Financial Aid Applications Could be Simplified

The Financial Aid Simplification and Transparency Act, a bill proposed by U.S. Sen. Michael Bennett (D-Colo.) and Sen. Lamar Alexander (R-Tenn.) would streamline the current federal aid application process and encourage more college students to apply for federal aid.  Additionally, the FAST Act would give students information about their financial options earlier to help them make more informed financial decisions.

Currently, the Free Application for Federal Student Aid, or FAFSA, is the primary tool used to determine a student’s federal aid eligibility. The FAST Act would cut the current 100-page questionnaire to a postcard-sized document called the “Student Aid Short Form” that asks two simple questions:  What is your family size? What was your household income two years ago?  These two questions, along with information already collected by the IRS, would provide 95%-96% of the information that’s needed from all students, according to Bennet.

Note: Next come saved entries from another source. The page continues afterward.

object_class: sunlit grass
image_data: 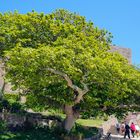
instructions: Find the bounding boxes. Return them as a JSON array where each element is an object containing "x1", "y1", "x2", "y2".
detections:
[
  {"x1": 76, "y1": 119, "x2": 104, "y2": 127},
  {"x1": 42, "y1": 111, "x2": 104, "y2": 127}
]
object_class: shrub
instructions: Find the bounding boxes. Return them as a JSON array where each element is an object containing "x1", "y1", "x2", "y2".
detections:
[
  {"x1": 53, "y1": 123, "x2": 98, "y2": 139},
  {"x1": 0, "y1": 98, "x2": 23, "y2": 113},
  {"x1": 0, "y1": 120, "x2": 8, "y2": 133},
  {"x1": 11, "y1": 102, "x2": 22, "y2": 113},
  {"x1": 70, "y1": 123, "x2": 98, "y2": 138},
  {"x1": 4, "y1": 93, "x2": 20, "y2": 103},
  {"x1": 0, "y1": 99, "x2": 11, "y2": 112}
]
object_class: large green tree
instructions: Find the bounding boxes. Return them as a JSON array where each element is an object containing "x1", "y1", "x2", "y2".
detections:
[{"x1": 1, "y1": 10, "x2": 140, "y2": 131}]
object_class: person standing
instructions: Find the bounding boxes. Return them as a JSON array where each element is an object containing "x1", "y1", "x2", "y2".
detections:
[
  {"x1": 135, "y1": 124, "x2": 140, "y2": 138},
  {"x1": 120, "y1": 122, "x2": 125, "y2": 135},
  {"x1": 130, "y1": 122, "x2": 136, "y2": 138},
  {"x1": 116, "y1": 123, "x2": 120, "y2": 134},
  {"x1": 124, "y1": 123, "x2": 131, "y2": 139}
]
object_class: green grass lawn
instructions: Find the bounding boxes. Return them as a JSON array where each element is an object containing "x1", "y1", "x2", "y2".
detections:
[
  {"x1": 76, "y1": 118, "x2": 104, "y2": 127},
  {"x1": 42, "y1": 111, "x2": 104, "y2": 127}
]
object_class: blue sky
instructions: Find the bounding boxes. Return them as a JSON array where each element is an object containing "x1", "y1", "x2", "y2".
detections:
[{"x1": 0, "y1": 0, "x2": 140, "y2": 65}]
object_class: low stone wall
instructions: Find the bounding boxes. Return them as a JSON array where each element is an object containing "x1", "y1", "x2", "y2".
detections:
[
  {"x1": 0, "y1": 112, "x2": 103, "y2": 140},
  {"x1": 102, "y1": 116, "x2": 118, "y2": 135},
  {"x1": 125, "y1": 112, "x2": 140, "y2": 126},
  {"x1": 0, "y1": 112, "x2": 62, "y2": 129},
  {"x1": 0, "y1": 112, "x2": 26, "y2": 127}
]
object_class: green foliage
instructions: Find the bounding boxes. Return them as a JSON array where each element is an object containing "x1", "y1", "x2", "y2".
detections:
[
  {"x1": 10, "y1": 102, "x2": 22, "y2": 113},
  {"x1": 1, "y1": 9, "x2": 140, "y2": 118},
  {"x1": 4, "y1": 93, "x2": 20, "y2": 103},
  {"x1": 55, "y1": 123, "x2": 98, "y2": 139},
  {"x1": 0, "y1": 10, "x2": 111, "y2": 56},
  {"x1": 0, "y1": 124, "x2": 97, "y2": 140},
  {"x1": 0, "y1": 128, "x2": 61, "y2": 140},
  {"x1": 0, "y1": 99, "x2": 11, "y2": 112},
  {"x1": 0, "y1": 93, "x2": 23, "y2": 113},
  {"x1": 0, "y1": 120, "x2": 7, "y2": 132},
  {"x1": 0, "y1": 99, "x2": 23, "y2": 113},
  {"x1": 71, "y1": 124, "x2": 98, "y2": 138}
]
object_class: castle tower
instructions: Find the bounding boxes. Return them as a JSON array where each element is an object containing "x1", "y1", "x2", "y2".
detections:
[{"x1": 110, "y1": 46, "x2": 132, "y2": 64}]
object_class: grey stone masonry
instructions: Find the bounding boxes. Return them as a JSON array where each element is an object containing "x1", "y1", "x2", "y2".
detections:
[{"x1": 110, "y1": 46, "x2": 132, "y2": 64}]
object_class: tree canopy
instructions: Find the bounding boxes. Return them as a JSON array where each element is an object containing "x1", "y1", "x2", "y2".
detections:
[{"x1": 1, "y1": 9, "x2": 140, "y2": 131}]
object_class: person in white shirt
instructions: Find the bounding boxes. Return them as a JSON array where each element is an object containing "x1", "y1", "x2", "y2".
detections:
[{"x1": 135, "y1": 124, "x2": 140, "y2": 138}]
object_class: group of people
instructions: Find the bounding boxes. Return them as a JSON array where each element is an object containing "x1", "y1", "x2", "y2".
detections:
[{"x1": 116, "y1": 122, "x2": 140, "y2": 139}]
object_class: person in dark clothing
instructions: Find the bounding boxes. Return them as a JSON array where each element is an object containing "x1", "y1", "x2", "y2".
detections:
[
  {"x1": 124, "y1": 123, "x2": 131, "y2": 139},
  {"x1": 116, "y1": 123, "x2": 120, "y2": 134}
]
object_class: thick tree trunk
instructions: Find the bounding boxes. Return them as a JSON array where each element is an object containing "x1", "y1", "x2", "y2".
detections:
[
  {"x1": 63, "y1": 105, "x2": 79, "y2": 132},
  {"x1": 64, "y1": 114, "x2": 76, "y2": 132}
]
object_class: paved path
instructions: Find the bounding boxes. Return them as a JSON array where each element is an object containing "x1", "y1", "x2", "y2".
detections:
[
  {"x1": 111, "y1": 134, "x2": 140, "y2": 139},
  {"x1": 102, "y1": 134, "x2": 140, "y2": 140}
]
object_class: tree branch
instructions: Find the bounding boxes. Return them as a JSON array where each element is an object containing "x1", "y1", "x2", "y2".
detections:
[
  {"x1": 46, "y1": 68, "x2": 89, "y2": 104},
  {"x1": 46, "y1": 68, "x2": 82, "y2": 93},
  {"x1": 80, "y1": 74, "x2": 89, "y2": 94},
  {"x1": 101, "y1": 104, "x2": 140, "y2": 112}
]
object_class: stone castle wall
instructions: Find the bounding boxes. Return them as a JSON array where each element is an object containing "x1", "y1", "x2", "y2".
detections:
[
  {"x1": 102, "y1": 115, "x2": 118, "y2": 134},
  {"x1": 0, "y1": 64, "x2": 14, "y2": 93},
  {"x1": 110, "y1": 46, "x2": 132, "y2": 64}
]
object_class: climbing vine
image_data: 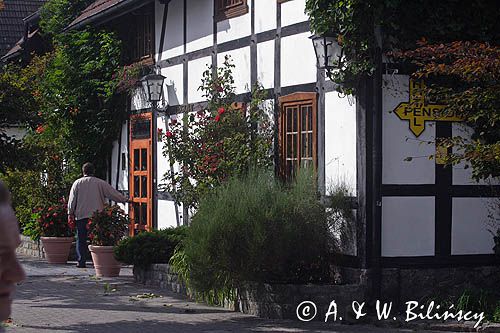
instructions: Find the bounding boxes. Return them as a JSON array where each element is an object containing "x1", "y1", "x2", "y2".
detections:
[{"x1": 305, "y1": 0, "x2": 500, "y2": 94}]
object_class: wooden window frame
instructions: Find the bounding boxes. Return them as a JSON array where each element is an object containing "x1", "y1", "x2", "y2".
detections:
[
  {"x1": 131, "y1": 5, "x2": 155, "y2": 62},
  {"x1": 214, "y1": 0, "x2": 249, "y2": 21},
  {"x1": 279, "y1": 92, "x2": 318, "y2": 180}
]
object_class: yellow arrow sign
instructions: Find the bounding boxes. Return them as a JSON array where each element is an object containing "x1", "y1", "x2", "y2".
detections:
[{"x1": 393, "y1": 80, "x2": 463, "y2": 137}]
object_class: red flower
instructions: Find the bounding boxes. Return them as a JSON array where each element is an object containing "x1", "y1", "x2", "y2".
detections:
[
  {"x1": 217, "y1": 107, "x2": 225, "y2": 115},
  {"x1": 215, "y1": 115, "x2": 221, "y2": 122},
  {"x1": 170, "y1": 119, "x2": 177, "y2": 125},
  {"x1": 35, "y1": 125, "x2": 45, "y2": 134},
  {"x1": 157, "y1": 128, "x2": 163, "y2": 135},
  {"x1": 166, "y1": 131, "x2": 173, "y2": 138}
]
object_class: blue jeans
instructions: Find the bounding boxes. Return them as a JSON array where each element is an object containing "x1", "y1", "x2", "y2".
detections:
[{"x1": 76, "y1": 219, "x2": 89, "y2": 265}]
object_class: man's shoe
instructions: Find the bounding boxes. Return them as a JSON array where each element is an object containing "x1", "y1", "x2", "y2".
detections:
[{"x1": 76, "y1": 263, "x2": 86, "y2": 268}]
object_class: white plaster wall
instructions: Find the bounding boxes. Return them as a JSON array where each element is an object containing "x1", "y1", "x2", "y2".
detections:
[
  {"x1": 452, "y1": 123, "x2": 500, "y2": 186},
  {"x1": 131, "y1": 88, "x2": 150, "y2": 111},
  {"x1": 188, "y1": 56, "x2": 212, "y2": 103},
  {"x1": 280, "y1": 32, "x2": 316, "y2": 87},
  {"x1": 160, "y1": 0, "x2": 184, "y2": 59},
  {"x1": 218, "y1": 47, "x2": 251, "y2": 95},
  {"x1": 217, "y1": 0, "x2": 251, "y2": 44},
  {"x1": 186, "y1": 0, "x2": 213, "y2": 53},
  {"x1": 156, "y1": 114, "x2": 183, "y2": 230},
  {"x1": 382, "y1": 196, "x2": 435, "y2": 256},
  {"x1": 451, "y1": 197, "x2": 498, "y2": 255},
  {"x1": 162, "y1": 64, "x2": 183, "y2": 106},
  {"x1": 257, "y1": 40, "x2": 274, "y2": 89},
  {"x1": 158, "y1": 200, "x2": 179, "y2": 229},
  {"x1": 157, "y1": 115, "x2": 169, "y2": 183},
  {"x1": 110, "y1": 122, "x2": 129, "y2": 191},
  {"x1": 254, "y1": 0, "x2": 276, "y2": 33},
  {"x1": 2, "y1": 126, "x2": 26, "y2": 140},
  {"x1": 382, "y1": 75, "x2": 435, "y2": 184},
  {"x1": 324, "y1": 91, "x2": 357, "y2": 194},
  {"x1": 281, "y1": 0, "x2": 308, "y2": 27}
]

However, Stephen Dietz, Associate Dean of Student Services at Southeast Community College isn’t convinced the bill will have a big impact on the number of financial aid applicants. “If a student wants financial aid, they will fill out the FAFSA form.  I don’t think it prevents a student from receiving financial aid.” 

However, Dietz does admit that some students who do not apply may be missing out. “Sometimes students will assume their parents make too much money for them to qualify, and I wonder why these students don’t go through the effort.  I always encourage students to at least fill out the form.”

The National Association of Student Financial Aid Administrators reports that first-year full-time college students who fill out a FAFSA form are 72% more likely to remain in college than their counterparts who fail to file. For lower-income Pell Grant-eligible students, the effect is more notable, with a 122% increase in odds of college commitment. 

On top of streamlining the application process, the FAST Act will notify students of their aid status much earlier, possibly during their junior year of high school.  Helping students get financial aid faster will possibly discourage over-borrowing by limiting the amount that students can borrow based on their enrollment.  Undergraduate students would have an annual loan limit of $8,000 while their graduate counterparts would be limited to $30,000 in federal loans per year.  Part-time students would be offered a pro-rated rate that reflects their enrollment status.

According to Alexander, by getting financial aid information to families sooner, the FAST Act will also protect taxpayers  by keeping them from lending more money to students than they’re able to repay. The bill also proposes consolidating the six different federal loan programs into three different loans:  one undergraduate loan program, one graduate loan program, and one parent loan program.

 “Under a simplified system we can expect more students will enroll and stay in school,” says Bennet. Other bill measures include restoring year-round Pell grant access and simplifying loan repayment to two basic options, 10-year repayment or an income based plan.